Die Ernährung ist nun einmal eine wesentliche Säule der Gesundheit – sowohl vorbeugend wie auch in der Heilung einer Erkrankung. Am einfachsten erfolgt dies durch eine Umstellung auf eine vegetarische oder vegane Ernährung. Dadurch könnte man ohne großen Aufwand sehr viel für seine Gesundheit tun. Es kostet lediglich etwas Anstrengung in der Umstellungsphase! Ist diese jedoch erfolgt, haben bereits viele Menschen die gesundheitlichen, aber auch die kulinarischen Vorteile der vegetarischen Ernährung entdeckt, und möchten nie mehr wechseln. Man könnte auch soweit gehen zu sagen: Wenn ein Patient nicht bereit ist, seine Ernährung zu ändern, darf er auch nicht über die Kosten seiner Krankheit jammern. Ein Patient, der schwer erkrankt war, lange litt, und letztlich erst unter Einbeziehung einer vegetarischen Ernährungsumstellung Besserung erfuhr, sagte einmal: „Wenn man nicht bereit ist, sich zu bewegen und seine Ernährung umzustellen, dürften eigentlich auch seine anderen Behandlungskosten nicht von den Krankenkassen, also letztlich von der Allgemeinheit, übernommen werden“. Zu überspitzt?

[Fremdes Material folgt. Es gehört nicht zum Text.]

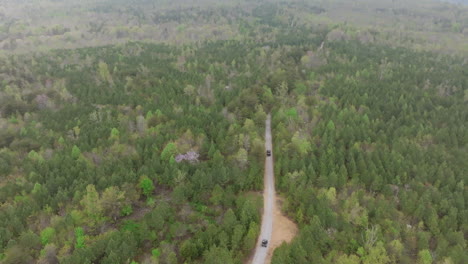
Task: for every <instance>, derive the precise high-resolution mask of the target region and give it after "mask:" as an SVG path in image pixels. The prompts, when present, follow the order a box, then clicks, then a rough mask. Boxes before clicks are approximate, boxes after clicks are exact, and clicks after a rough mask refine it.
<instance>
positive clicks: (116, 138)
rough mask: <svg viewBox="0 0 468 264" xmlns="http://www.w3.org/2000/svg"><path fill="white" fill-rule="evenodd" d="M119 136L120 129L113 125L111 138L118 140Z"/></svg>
mask: <svg viewBox="0 0 468 264" xmlns="http://www.w3.org/2000/svg"><path fill="white" fill-rule="evenodd" d="M119 136H120V132H119V130H117V128H115V127H113V128H112V130H111V135H110V139H111V140H118V139H119Z"/></svg>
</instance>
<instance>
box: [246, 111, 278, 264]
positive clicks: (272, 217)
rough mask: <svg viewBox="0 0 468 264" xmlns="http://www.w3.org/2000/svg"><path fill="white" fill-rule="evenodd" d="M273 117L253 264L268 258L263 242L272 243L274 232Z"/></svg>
mask: <svg viewBox="0 0 468 264" xmlns="http://www.w3.org/2000/svg"><path fill="white" fill-rule="evenodd" d="M271 139H272V138H271V115H270V114H268V116H267V119H266V121H265V149H266V150H271V151H272V153H271V156H269V157H268V156H267V157H266V160H265V175H264V190H263V216H262V227H261V230H260V236H259V237H258V240H257V244H256V248H255V253H254V257H253V259H252V264H264V263H265V261H266V258H267V253H268V248H269V247H270V243H268V244H267V247H262V245H261V244H262V240H263V239H266V240H268V241H271V234H272V231H273V207H274V206H275V201H276V197H275V177H274V174H273V149H272V147H273V144H272V143H271V141H272V140H271Z"/></svg>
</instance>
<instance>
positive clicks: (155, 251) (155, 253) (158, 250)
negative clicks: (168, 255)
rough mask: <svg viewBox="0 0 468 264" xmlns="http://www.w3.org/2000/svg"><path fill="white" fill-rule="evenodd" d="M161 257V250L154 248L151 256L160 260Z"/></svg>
mask: <svg viewBox="0 0 468 264" xmlns="http://www.w3.org/2000/svg"><path fill="white" fill-rule="evenodd" d="M160 255H161V251H159V249H157V248H154V249H152V250H151V256H152V257H153V258H155V259H158V258H159V256H160Z"/></svg>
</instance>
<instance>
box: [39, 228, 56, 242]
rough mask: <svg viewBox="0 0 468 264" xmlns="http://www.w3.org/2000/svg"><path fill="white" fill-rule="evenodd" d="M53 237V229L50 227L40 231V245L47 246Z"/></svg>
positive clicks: (54, 235)
mask: <svg viewBox="0 0 468 264" xmlns="http://www.w3.org/2000/svg"><path fill="white" fill-rule="evenodd" d="M54 236H55V229H54V228H52V227H46V228H45V229H44V230H42V231H41V243H42V244H43V245H47V244H48V243H50V242H51V241H52V239H53V238H54Z"/></svg>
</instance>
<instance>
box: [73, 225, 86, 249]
mask: <svg viewBox="0 0 468 264" xmlns="http://www.w3.org/2000/svg"><path fill="white" fill-rule="evenodd" d="M75 238H76V243H75V248H84V247H85V235H84V230H83V228H82V227H77V228H75Z"/></svg>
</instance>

In unserer HG Naturklinik ist eine sehr preisgünstige und doch sehr tiefgehende und wirksame Behandlungsmethode das „Heilfasten nach den Gesetzen der Natur“. Es gibt kaum etwas, wo man so erfolgversprechend, so schnell und so viel – und dabei so günstig – etwas für seine Gesundheit und sein Wohlbefinden tun kann. Aber auch schon eine Ernährungsberatung mit ausführlicher Anleitung kann sehr viel bewirken – wenn der Einzelne mitmacht!

Bei all diesen Tatsachen ist es nicht verwunderlich, dass wir uns als Klinik intensiv für eine vegetarische Ernährung einsetzen. In Broschüren, Kundgebungen, Artikeln, Interviews und vielem mehr. Wir klären auf über die negativen gesundheitlichen, wirtschaftlichen und ökologischen Folgen des Fleisch- und Fischkonsums und über die ethischen Aspekte einer vegetarischen Ernährung. Wir klären auf, dass es aus der Verantwortung gegenüber der Schöpfung, der Natur, der Mutter Erde, und den nachfolgenden Generationen unabdingbar ist, einerseits den Fleisch- und Fischkonsum zu reduzieren und dann ganz aufzuhören, und sich andererseits aktiv für eine bessere Welt einzusetzen.

Daher fordern wir auch u.a. eine Anpassung der Krankenkassenbeiträge für Fleischesser. Würde nur ein Teil der Behandlungs- und Folgekosten für ernährungsbedingte Erkrankungen auf die Krankenkassenbeiträge umgelegt – wir hätten ab sofort keine Probleme mehr mit der Finanzierung unseres Gesundheitssystems.

Ist ein Zufall, dass bereits die Ärzte der Antike beschrieben, dass sehr viele Krankheiten mit der rechten Ernährung geheilt werden könnten?

Das aktuelle Fallbeispiel:
„Heilung durch Ernährungsberatung und -umstellung“

Ein ca. 40-jähriger Patient war vor einem Jahr zur individuellen Ernährungsberatung in die HG Naturklinik Michelrieth gekommen. Er fühlte sich immer sehr schlapp und müde.
Nach einer ausführlichen Ernährungsberatung erfolgten gezielte Empfehlungen zur Umstellung der Ernährung. Der Patient führte diese durch, zunächst als Diät, dann eine geraume Zeit als vegane Ernährung und jetzt als vegetarische Ernährung.
Jetzt, nach einem Jahr, teilt uns der Patient das Ergebnis mit: Er sei zunehmend fitter geworden, die Müdigkeit ist völlig verschwunden. Inzwischen würde er 10 Jahre jünger aussehen, was auch seine Familie und Bekannten freudig bemerkten.